Œdipe n’était plus très loin

Strigoii

Par Laurent Bury | lun 05 Novembre 2018 | Imprimer

Pourquoi Enesco ne composa-t-il qu’un opéra ? Créé tardivement en 1936 alors qu’il avait été entrepris plus de dix ans auparavant, Œdipe connut pourtant un succès qui aurait pu inciter le Roumain à poursuivre dans cette voie. Plus intéressant peut-être, comment un Enesco quadragénaire en arriva-t-il à se lancer dans le grand genre lyrique alors qu’il n’avait jusque-là composé que quelques mélodies, essentiellement entre 1898 et 1908 (et encore, surtout au tournant du siècle) ? Nourrissait-il un intérêt pour la voix dont ses œuvres achevées ne témoignent qu’en partie ? C’est ce que laisse supposer la parution discographique de Strigoii, œuvre méconnue, et pour cause : « Les fantômes » (c’est ce que signifie le titre) n’existait qu’à l’état d’esquisses manuscrites, et fut redécouverte par Romeo Draghici, directeur du Musée Enesco à Bucarest. Conçue en moins de quinze jours, en octobre-novembre 1916, cette partition piano-chant avait disparu dans la tourmente de la Première Guerre mondiale et ne reparut que dans les années 1970. Historiquement, elle constitue le chaînon manquant entre les mélodies et l’opéra : il s’agit en effet d’une œuvre ambitieuse, une sorte d’oratorio d’une durée de 45 minutes. Enesco prévoyait de l’orchestrer, comme en attestent diverses notations relatives à l’effectif instrumental envisagé. A partir de toutes les informations disponibles, le musicologue Cornel Ţăranu et le compositeur Sabin Păuţa (dont on a pu récemment pu entendre quelques œuvres lors d’un concert à l’hôtel de Béhague) ont élaboré une version entièrement orchestrée, telle qu’Enesco en rêvait, ou presque.

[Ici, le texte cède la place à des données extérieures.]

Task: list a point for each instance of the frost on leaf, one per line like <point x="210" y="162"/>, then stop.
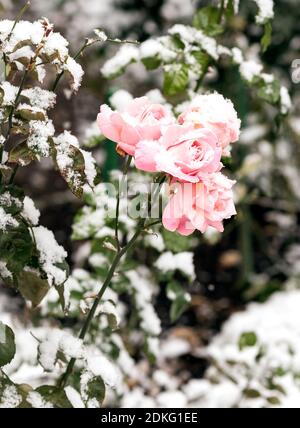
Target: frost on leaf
<point x="51" y="256"/>
<point x="75" y="165"/>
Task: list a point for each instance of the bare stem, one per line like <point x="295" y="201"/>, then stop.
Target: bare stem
<point x="120" y="190"/>
<point x="19" y="16"/>
<point x="140" y="229"/>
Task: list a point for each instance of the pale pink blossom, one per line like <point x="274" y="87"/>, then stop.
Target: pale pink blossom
<point x="200" y="205"/>
<point x="183" y="152"/>
<point x="141" y="120"/>
<point x="214" y="112"/>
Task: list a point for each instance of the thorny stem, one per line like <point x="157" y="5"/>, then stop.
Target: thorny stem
<point x="140" y="228"/>
<point x="15" y="170"/>
<point x="206" y="67"/>
<point x="19" y="16"/>
<point x="11" y="114"/>
<point x="87" y="44"/>
<point x="125" y="171"/>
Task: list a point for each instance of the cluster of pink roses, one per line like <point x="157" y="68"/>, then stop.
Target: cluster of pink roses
<point x="188" y="149"/>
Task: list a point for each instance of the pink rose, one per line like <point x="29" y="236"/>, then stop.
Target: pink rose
<point x="200" y="205"/>
<point x="216" y="113"/>
<point x="141" y="120"/>
<point x="183" y="152"/>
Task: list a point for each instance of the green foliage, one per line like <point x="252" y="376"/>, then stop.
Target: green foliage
<point x="95" y="389"/>
<point x="54" y="395"/>
<point x="176" y="79"/>
<point x="175" y="242"/>
<point x="7" y="344"/>
<point x="267" y="37"/>
<point x="22" y="154"/>
<point x="180" y="300"/>
<point x="207" y="19"/>
<point x="72" y="171"/>
<point x="247" y="340"/>
<point x="32" y="287"/>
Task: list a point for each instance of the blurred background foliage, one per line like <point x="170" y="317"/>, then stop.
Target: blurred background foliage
<point x="259" y="252"/>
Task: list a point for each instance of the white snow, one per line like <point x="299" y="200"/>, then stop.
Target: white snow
<point x="6" y="220"/>
<point x="76" y="72"/>
<point x="39" y="133"/>
<point x="169" y="262"/>
<point x="4" y="272"/>
<point x="37" y="401"/>
<point x="285" y="100"/>
<point x="126" y="55"/>
<point x="265" y="11"/>
<point x="30" y="212"/>
<point x="120" y="100"/>
<point x="74" y="398"/>
<point x="250" y="69"/>
<point x="10" y="398"/>
<point x="40" y="97"/>
<point x="50" y="254"/>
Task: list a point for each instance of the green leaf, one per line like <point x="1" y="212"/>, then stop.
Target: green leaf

Faut-il pour autant crier au chef-d’œuvre ? Peut-être pas. Tout d’abord, un mot sur le texte mis en musique par Enesco. Intégralement retenu pour cette adaptation, le poème de Mihai Eminescu se prête-t-il idéalement à l’exercice ? Pas sûr, car s’il inclut un élément dramatique, le texte est très majoritairement confié à un narrateur, les protagonistes de l’action n’ayant que de rares occasions d’intervenir. Et le rythme imperturbable des vers finit par engendrer une impression de monotonie, dès lors qu’ils ne sont pas véritablement chantés, mais plutôt déclamés en mélodrame, ou en sprechgesang. Cette option sera également celle de certains passages d’Œdipe, mais de manière plus limitée, et avec un texte plus souple. Dans Strigoii, la seule vraie bouffée de lyrisme reste donc le moment où le héros, Arald, prend la parole : huit minutes, qui se terminent néanmoins aussi en parlando. A part ça, sa défunte fiancée Maria s’exprime deux fois, mais très brièvement, et le Mage e droit à une modeste intervention. Ce que fait l’orchestre par-dessous est assez beau, mais il manque vers la fin un geste plus frappant, d’autant que le poème évoque la course tourbillonnante de Harald et de sa spectrale bien-aimée. De cette partition en partie achevée, qu’aurait finalement tiré Enesco ? Mystère.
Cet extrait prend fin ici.